Akiesha Ortiz currently facilitates leadership development and learning at the Center for Public Leadership at Harvard Kennedy School for the Fellowship for Serving African American Communities, the U.S. Latino Fellowship, the Dubin Emerging Leaders Fellowship, and the U.S. Latinx Initiative as a Fellowship Program Manager. She is responsible for directing programming that brings extraordinary emerging leaders into the folds of mission-driven cohorts where she engages students with various learning opportunities to develop their talents. She is also an executive member of Harvard’s Committee on the Concerns of Women, where she supports the objective of community and empowerment for all women across Harvard.

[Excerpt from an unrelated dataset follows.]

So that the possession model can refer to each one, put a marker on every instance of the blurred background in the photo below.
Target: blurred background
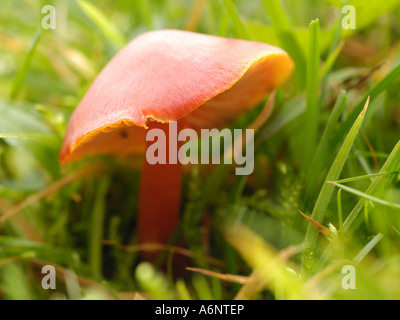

She graduated magna cum laude from the HBCU, North Carolina Central University. Before her work at Harvard, Akiesha held an award-winning career in public education expanding two decades. She’s been a Fulbright Educator, Teacher of the Year, in the top 5% of teachers who showed monumental standardized improvements with her students for the entire state, a video exemplar for Harvard READS Research, and a community educator/trainer for Communities in Schools.
Based on her expertise in Human Development and Advocacy and her creation of a trauma-based curriculum for students, she began working with Dr. Renee Jarret Boynton and Dr. Neena McConnico as an educational expert on childhood trauma. She currently serves as a consultant/educator for STRIVE, which moves this work further. With a team of collaborators, she trains emerging leaders in the field of education so that they can expand their understanding of how to navigate in a more meaningful and impactful way for children and their families. One of her biggest joys is her work as the co-founder/staff advisor for Greener Scott Scholars, the only mentoring program that convenes Black undergraduates and graduates from all over the Harvard Community. Akiesha is driven by the ethos to inspire, educate, and empower as we all work together to pursue lives of happiness, parity, acknowledgment, and security.